It's not as fast as the timings, I gave here earlier with a very 
early version.
I've thought some more about [thru end], which return false in the 
R2 version, but return true in R3. My version return false as R2, 
but I better understand the R3 way, now I've programmed it. It can 
be seen as, how THRU should be understood (, as also Ladislav said 
something about)? Do we think of

[thru rule]
as
[to rule rule] or
[to rule skip]

? If the TO keyword can handle complex rules like:
parse [a b] [to ['a 'b] ['a 'b]]

then the first might make better sense, and [thru end] should return 
true. But we can't parse like that in R2, so maybe we think more 
of it as the second, and then [thru end] should return false. But 
if you look in my version, I have to catch this special case, where 
END follows THRU, so it takes more code, which isn't good.

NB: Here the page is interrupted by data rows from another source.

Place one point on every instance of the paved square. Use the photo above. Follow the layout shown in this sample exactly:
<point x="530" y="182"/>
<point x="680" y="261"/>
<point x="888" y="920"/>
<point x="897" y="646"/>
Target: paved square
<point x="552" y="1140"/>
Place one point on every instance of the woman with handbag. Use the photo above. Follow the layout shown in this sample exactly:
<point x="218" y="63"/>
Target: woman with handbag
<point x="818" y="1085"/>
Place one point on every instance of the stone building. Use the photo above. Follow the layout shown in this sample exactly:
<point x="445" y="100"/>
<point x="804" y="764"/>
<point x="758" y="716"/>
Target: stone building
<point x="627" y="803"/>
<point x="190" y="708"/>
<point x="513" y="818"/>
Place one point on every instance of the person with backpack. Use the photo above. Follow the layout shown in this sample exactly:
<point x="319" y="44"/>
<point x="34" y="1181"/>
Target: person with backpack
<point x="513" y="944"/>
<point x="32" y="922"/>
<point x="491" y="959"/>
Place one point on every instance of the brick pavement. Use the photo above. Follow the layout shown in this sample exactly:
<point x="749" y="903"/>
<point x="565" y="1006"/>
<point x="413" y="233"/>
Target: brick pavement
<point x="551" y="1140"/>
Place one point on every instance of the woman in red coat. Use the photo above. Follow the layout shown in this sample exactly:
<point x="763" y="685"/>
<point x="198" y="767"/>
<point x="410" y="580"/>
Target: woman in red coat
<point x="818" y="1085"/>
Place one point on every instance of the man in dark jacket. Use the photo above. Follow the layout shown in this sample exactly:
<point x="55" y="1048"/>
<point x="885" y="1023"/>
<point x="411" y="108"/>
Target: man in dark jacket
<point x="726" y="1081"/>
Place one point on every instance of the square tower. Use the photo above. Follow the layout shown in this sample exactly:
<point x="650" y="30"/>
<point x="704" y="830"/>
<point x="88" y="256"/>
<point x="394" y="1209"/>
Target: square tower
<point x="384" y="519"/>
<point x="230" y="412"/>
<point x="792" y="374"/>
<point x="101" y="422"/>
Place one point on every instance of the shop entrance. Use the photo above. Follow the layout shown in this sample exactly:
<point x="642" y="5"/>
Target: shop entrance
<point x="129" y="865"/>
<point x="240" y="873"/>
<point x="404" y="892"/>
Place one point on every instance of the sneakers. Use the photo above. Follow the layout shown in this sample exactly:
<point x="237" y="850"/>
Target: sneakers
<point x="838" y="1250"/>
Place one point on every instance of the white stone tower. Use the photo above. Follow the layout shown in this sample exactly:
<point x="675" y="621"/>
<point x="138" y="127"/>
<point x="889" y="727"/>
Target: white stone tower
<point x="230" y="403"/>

In any case, Ladislav's suggestion to use [end skip] as a fail rule 
is much better. If you're not at the end, the first word (end) will 
give false, else the next will fail, as you can't skip past end.
BrianH
1-May-2011
[5775]
END is a zero-length repeatable rule, like NONE, so TO END and THRU 
END should be equivalent.
Geomol
1-May-2011
[5776]
Makes sense, it's just hard to grasp, when used to how R2 parse works.
BrianH
1-May-2011
[5777]
I'd consider that an error in R2's PARSE, but not a fixable one because 
it would change the semantics.
Geomol
1-May-2011
[5778]
Now you have your own function version of parse, that you can make 
work exactly as you wish. :-) And then maybe, when you're satisfied, 
give it to Carl.


It should now also be easier to make C versions of parse for those, 
who make alternatives to REBOL. At least you have a REBOL function 
to start with.
Maxim
1-May-2011
[5779]
did you try it with complex rules?